An Indian version of Toonami was first launched as a block in 2001 and was then followed by a stand-alone channel in 2015. It ceased operations on May 15, 2018.

=== Japan ===
The Japanese version of Toonami was first launched as a programming block for Cartoon Network Japan on July 22, 2002. In contrast to its American and international counterparts, the Japanese version of Toonami aired North American action cartoons instead of anime. It ceased operations in 2008.

=== Latin America ===
On December 2, 2002, Cartoon Network premiered the Toonami block, replacing a similarly themed block, Talisman. The weekend block of Toonami was then replaced by the premiere of Adult Swim in Latin America on October 7, 2005. In 2007, Cartoon Network cut the Toonami block completely from the channel.

In its substitution, in January 2010 a very similar block was created, which was known as Animaction, and it was broadcast on Wednesdays at midnight. This block aired both action and anime programming before being phased out in April 2011.

Toonami was revived on Cartoon Network in partnership with Crunchyroll beginning on August 31, 2020. The revived Toonami block runs every weeknight from 12 a.m. to 1 a.m. local time. The block aired for the last time on August 30, 2022, as the partnership has expired after 2 years.

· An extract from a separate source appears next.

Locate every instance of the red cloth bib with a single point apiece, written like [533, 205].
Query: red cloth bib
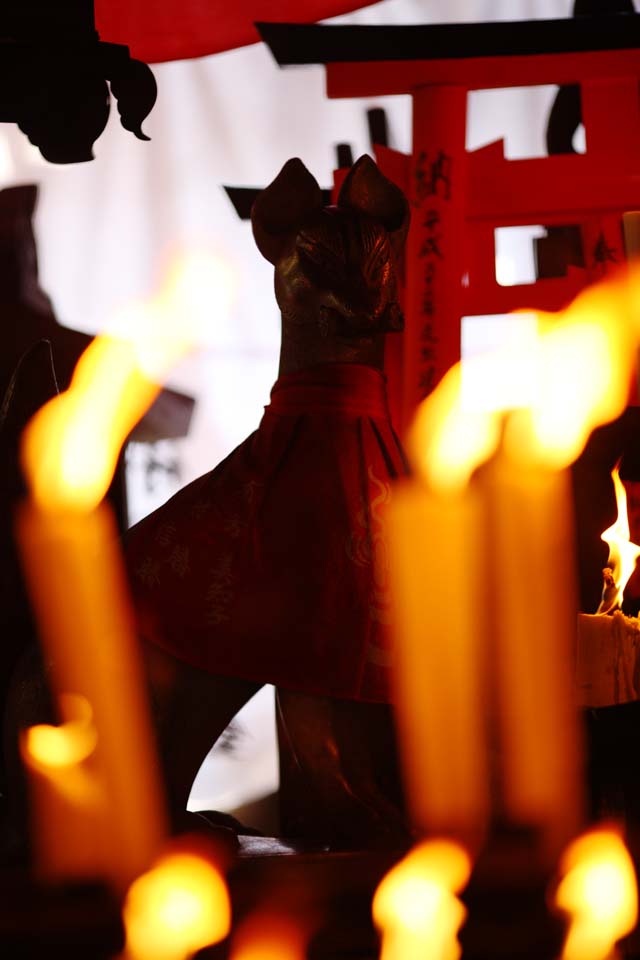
[273, 567]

On April 11, 2022, Warner TV premiered a new programming block similar to Toonami, which is known as Wanimé.

On August 22, 2023, it was announced that the block would return again as part of a new 24-hour Adult Swim channel. It was originally set to debut on October 31 of the same year, although that did not happen and instead the channel began airing a similar block akin to Adult Swim Action, the predecessor block of the current Toonami in United States.

=== Pakistan ===
Toonami was launched as a programming block on Cartoon Network in Pakistan and ran from 2004 to 2013.

=== Poland and Central Europe ===
Toonami was launched as a programming block on Cartoon Network in 2002 on CEE feed. It was aired mostly on weeknights from 8pm to 9pm and from 1pm to 2pm on weekends. Broadcasting hours were changed many times. CEE Toonami offered American action cartoons, as well as anime. It was closed in 2006.

=== Southeast Asia ===

A stand-alone Toonami channel was launched in Southeast Asia replacing Boomerang on December 1, 2012. Although it replaced Boomerang, the channel was relaunched in 2015 alongside Toonami. The channel shut down on March 31, 2018, making it the longest running stand alone channel of all of them, lasting six years.

=== Sub-Saharan Africa ===
Toonami first launched in sub-Saharan Africa on the Kwesé satellite television platform on June 1, 2017, but was removed on November 1, 2018, following Kwesé's closure.

Toonami was relaunched a second time on March 27, 2020, as a 6-week pop-up channel on DStv and GOtv. Toonami also launched on StarTimes, but as a permanent 24/7 channel on, channel 306 on satellite on 355 on DTT, on May 27, 2020. It was launched in South Africa in November 2020 on TelkomONE, but it was moved to the new launch of SABC+ on November 17, 2022.

=== UK & Ireland ===

Toonami was launched as a programming block on Cartoon Network in the UK and Ireland in 2001. In October 2002, it then became part of CNX, a new spin-off channel. Almost a year later, CNX was relaunched as Toonami in 2003 turning the block into a stand-alone channel. The channel shut down on May 24, 2007, replaced by a 24-hour Cartoon Network Too.